En 2017, le business des abris antiatomiques n’aura jamais été aussi florissant. Avec la guerre des ego que se livrent les présidents américain et nord-coréen sur fond de missiles nucléaires, les ouragans dévastateurs, les cyberattaques menaçant les Etats, la peur est massivement dans l’air. Et incite des privés à investir dans l’habitat postapocalyptique. Voyez le Survival Condo acquis par un ancien dirigeant d’une société informatique dont le principal client était le Pentagone. Larry Hall a transformé un ancien silo de missiles Atlas de l’US Army des années 60 d’une profondeur de 53 mètres, situé en plein Kansas, en un complexe de luxe de 12 appartements de 170 mètres carrés divisibles en deux et pouvant héberger jusqu’à 75 personnes. Comptez 1,5 million de dollars au minimum et 5000 dollars de charges mensuelles.

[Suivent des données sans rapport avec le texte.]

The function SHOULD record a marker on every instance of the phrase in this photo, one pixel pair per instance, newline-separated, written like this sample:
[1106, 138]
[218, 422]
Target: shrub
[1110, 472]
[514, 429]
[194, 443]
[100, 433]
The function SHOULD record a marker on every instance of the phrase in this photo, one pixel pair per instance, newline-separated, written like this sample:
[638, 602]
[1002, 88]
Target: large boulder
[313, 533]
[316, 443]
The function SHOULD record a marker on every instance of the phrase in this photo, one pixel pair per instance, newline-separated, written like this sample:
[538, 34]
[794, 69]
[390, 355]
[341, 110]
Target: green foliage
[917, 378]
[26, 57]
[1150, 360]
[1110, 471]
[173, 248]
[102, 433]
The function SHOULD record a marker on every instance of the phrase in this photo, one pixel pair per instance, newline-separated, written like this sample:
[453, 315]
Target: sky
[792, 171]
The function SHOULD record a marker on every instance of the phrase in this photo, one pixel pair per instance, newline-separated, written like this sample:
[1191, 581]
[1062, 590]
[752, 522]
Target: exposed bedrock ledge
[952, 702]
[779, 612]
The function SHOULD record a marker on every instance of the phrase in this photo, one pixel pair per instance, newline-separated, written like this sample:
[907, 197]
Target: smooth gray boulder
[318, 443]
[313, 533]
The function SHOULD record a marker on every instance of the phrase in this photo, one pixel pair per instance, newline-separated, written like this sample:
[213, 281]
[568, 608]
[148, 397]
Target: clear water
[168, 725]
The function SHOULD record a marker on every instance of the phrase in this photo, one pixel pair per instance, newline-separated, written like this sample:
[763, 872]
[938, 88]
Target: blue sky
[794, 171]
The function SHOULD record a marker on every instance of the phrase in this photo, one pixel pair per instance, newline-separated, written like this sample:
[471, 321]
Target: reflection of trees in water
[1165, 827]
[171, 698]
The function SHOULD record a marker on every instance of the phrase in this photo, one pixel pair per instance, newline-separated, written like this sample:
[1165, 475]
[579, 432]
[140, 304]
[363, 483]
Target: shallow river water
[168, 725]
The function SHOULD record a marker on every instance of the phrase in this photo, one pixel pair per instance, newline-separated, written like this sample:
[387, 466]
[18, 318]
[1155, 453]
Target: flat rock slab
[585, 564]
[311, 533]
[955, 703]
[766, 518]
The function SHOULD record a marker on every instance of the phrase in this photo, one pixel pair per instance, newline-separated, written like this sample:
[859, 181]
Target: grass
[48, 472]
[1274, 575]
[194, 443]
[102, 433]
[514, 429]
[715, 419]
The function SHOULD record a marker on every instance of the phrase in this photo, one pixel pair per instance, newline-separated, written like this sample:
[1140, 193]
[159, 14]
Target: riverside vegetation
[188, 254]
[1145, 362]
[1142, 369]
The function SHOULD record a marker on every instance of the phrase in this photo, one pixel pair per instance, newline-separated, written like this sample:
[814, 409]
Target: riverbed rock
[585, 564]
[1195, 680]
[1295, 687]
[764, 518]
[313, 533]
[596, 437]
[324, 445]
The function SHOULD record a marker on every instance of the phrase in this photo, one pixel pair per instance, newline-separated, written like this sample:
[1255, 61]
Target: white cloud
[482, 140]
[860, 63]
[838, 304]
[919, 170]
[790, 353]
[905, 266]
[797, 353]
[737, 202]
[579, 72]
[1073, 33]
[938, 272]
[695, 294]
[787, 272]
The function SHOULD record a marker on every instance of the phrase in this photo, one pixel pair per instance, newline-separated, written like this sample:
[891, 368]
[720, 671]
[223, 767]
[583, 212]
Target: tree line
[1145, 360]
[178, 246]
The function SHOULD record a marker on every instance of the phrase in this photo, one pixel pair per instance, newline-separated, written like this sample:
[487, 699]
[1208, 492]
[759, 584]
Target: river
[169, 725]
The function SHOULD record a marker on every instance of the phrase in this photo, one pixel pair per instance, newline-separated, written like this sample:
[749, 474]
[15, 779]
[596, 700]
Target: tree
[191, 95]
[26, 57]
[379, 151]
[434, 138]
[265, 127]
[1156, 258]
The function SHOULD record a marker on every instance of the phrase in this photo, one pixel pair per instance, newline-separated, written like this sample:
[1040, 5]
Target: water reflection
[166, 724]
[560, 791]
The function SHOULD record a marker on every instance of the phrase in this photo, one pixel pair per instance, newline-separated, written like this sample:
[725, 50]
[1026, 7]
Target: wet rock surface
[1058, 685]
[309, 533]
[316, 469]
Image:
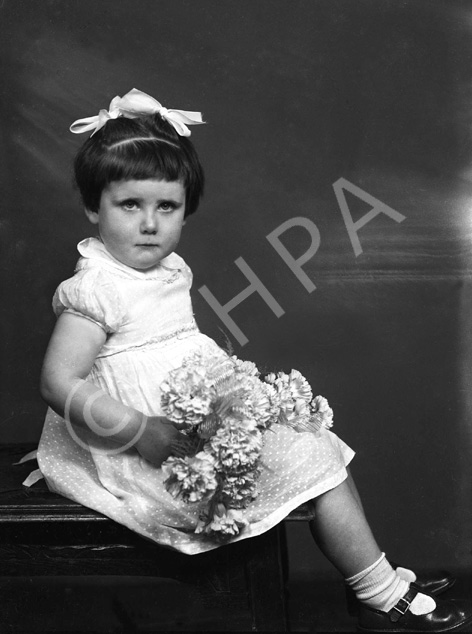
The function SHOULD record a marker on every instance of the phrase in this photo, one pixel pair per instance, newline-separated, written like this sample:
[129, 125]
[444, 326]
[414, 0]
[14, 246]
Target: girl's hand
[155, 444]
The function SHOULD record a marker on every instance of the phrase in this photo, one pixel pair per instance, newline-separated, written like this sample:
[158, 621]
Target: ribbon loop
[137, 104]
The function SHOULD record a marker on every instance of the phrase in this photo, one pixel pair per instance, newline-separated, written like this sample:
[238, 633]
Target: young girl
[125, 320]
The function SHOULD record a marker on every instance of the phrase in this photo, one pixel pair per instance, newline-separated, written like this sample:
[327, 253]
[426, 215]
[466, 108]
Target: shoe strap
[402, 607]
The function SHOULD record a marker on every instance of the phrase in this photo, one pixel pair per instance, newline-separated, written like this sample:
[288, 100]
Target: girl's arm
[74, 346]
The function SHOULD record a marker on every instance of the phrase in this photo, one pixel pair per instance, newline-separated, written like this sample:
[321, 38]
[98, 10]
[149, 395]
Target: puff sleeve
[93, 295]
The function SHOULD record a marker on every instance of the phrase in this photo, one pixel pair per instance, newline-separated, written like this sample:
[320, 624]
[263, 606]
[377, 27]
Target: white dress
[150, 329]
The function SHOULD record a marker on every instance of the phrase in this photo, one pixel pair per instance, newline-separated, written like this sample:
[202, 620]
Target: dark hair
[137, 149]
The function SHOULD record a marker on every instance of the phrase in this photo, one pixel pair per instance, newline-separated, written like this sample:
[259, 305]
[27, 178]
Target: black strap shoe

Survivre en s’amusant dans son bunker
Rien à voir avec le bunker classique d’un ennui à mourir plus vite d’inaction que de radiation. Chez Larry, il faut que la survie soit la plus fun possible. «Survivre, c’est bien. S’amuser, c’est encore mieux», clame l’Américain. Salle de cinéma, fitness, piscine à cascades, rien n’est oublié pour rendre la survie sous terre supportable. Une survie conditionnée avant tout par deux impératifs: beaucoup de lumière (son absence est source de dépression) et une simulation de la vie à l’extérieur la plus réelle possible. Ainsi, Larry a équipé les murs de son silo customisé de fenêtres-écrans, animées par des webcams capturant le paysage alentour. Le motif restant au choix. Une New-Yorkaise a déjà prévu la vue sur Central Park en toutes saisons avec le bruit de la circulation ambiante. Qu’on se le dise, les propriétaires pourront même emmener leur animal de compagnie, un parc à chiens est prévu à cet effet. Mais attention, pas plus de deux quadrupèdes d’un poids maximum de 35 kg. «Si un client en a plus, il devra tirer à la courte-paille», avertit le patron de ce cinq-étoiles de la survie.

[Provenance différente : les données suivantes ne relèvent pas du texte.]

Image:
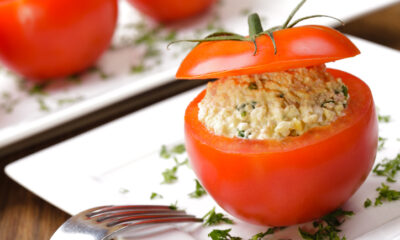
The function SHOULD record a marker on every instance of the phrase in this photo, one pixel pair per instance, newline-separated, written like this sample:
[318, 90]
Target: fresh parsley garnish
[199, 192]
[386, 194]
[383, 118]
[367, 203]
[155, 196]
[218, 234]
[326, 228]
[174, 206]
[241, 133]
[388, 168]
[169, 174]
[212, 218]
[167, 153]
[345, 91]
[381, 143]
[253, 86]
[270, 231]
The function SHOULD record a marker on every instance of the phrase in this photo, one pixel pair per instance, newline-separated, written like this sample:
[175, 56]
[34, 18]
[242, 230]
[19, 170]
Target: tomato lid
[279, 48]
[295, 47]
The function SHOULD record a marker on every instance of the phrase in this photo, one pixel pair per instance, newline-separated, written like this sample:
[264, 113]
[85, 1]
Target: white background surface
[93, 93]
[91, 169]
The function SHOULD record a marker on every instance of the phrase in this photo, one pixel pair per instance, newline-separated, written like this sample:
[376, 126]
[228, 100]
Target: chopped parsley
[326, 102]
[367, 203]
[137, 68]
[174, 206]
[218, 234]
[386, 194]
[199, 192]
[270, 231]
[326, 228]
[169, 174]
[38, 89]
[345, 91]
[381, 143]
[42, 105]
[167, 153]
[383, 118]
[8, 102]
[253, 86]
[388, 168]
[123, 190]
[241, 133]
[212, 218]
[155, 196]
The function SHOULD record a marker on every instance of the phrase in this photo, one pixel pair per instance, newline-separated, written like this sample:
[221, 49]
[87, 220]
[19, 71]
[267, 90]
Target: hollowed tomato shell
[293, 180]
[296, 47]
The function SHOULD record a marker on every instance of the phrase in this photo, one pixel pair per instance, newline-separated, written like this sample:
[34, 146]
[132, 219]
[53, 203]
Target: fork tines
[139, 214]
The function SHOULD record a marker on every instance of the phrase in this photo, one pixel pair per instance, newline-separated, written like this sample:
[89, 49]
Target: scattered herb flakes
[384, 118]
[171, 36]
[123, 190]
[155, 196]
[367, 203]
[386, 194]
[199, 192]
[8, 103]
[174, 206]
[245, 12]
[345, 91]
[164, 153]
[42, 105]
[326, 228]
[270, 231]
[381, 143]
[65, 101]
[178, 149]
[241, 134]
[38, 89]
[218, 234]
[388, 168]
[137, 68]
[74, 78]
[169, 175]
[212, 218]
[253, 86]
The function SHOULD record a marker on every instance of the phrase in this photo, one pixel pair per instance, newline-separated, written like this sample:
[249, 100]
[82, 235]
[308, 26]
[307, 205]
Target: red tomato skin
[280, 183]
[296, 47]
[44, 39]
[171, 10]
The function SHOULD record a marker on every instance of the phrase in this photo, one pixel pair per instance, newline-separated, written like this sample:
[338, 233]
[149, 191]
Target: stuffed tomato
[278, 139]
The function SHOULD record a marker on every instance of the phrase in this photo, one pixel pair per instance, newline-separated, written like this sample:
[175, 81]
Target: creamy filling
[273, 105]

Cinq ans d’autonomie après une explosion nucléaire
Il suffirait qu’un missile nucléaire nord-coréen Hwasong-14 soit tiré pour que Larry Hall, qui a gardé des contacts au sein du Pentagone, soit averti par SMS et sonne le branle-bas de repli. Doté d’une autonomie de cinq ans et d’une réserve d’eau potable de 300 000 litres, son abri antiatomique peut même avoir une autonomie plus longue, assure-t-il, grâce à l’installation de bassins pour élever des tilapias, les poissons les plus consommés du monde. Grâce à un système de lampes, la culture de légumes offrira son complément de vitamines. Fondue de tilapia, gratin de tilapia, soupe de tilapia, toutes les variations culinaires seront les bienvenues...
A relever que le complexe bénéficiera encore d’une équipe militaire pour assurer le respect des procédures et d’un personnel embarqué, ou plutôt enterré, dont le nombre reste confidentiel. Larry Hall n’aime pas non plus s’étendre sur le local qui pourrait servir de prison si le besoin s’en fait sentir. «Nous vivrons en microsociété et toutes les précautions ont été prises», se borne-t-il à préciser.
A chaque nouvel essai nord-coréen, le téléphone sonne, paraît-il, chez lui sans discontinuer. L’homme d’affaires avisé, qui a acheté ce complexe pour 300 000 dollars à l’armée en 2008, n’a pas fini de rentabiliser son affaire. Eriger ce silo de luxe pour les nouveaux angoissés, à cet endroit précis du Kansas, lui a fait bénéficier d’un investissement de 120 millions de dollars déjà payés par l’armée. Le lieu avait été sélectionné avec soin pour des raisons stratégiques: élevé par rapport au niveau de la mer, éloigné de la population, dans une zone protégée des secousses sismiques.
Et qu'en est-il des bunkers de luxe en Suisse?
Un tel complexe pourrait-il voir le jour en Suisse? Chaque année, le DDPS met en vente publique une vingtaine de bâtiments militaires sur le site www.homegate.ch. Mais il faut savoir que les objets ayant une valeur historique sont réservés aux associations ou fondations qui se doivent de les entretenir et de les ouvrir au public. De plus, 90% des ouvrages militaires proposés sont situés en dehors des zones à bâtir. Difficile dès lors d’obtenir des permis d’aménagement.
Un problème que ne connaissent évidemment pas les Américains. Larry Hall est prêt à ouvrir son bunker à tous les étrangers qui en ont les moyens. Il y a déjà un Européen et un Australien propriétaires au Survival Condo et l’homme prévoit la construction d’un deuxième complexe en 2018. Il compte beaucoup sur le leader nord-coréen Kim Jong-un pour remplir les 40% de places encore disponibles.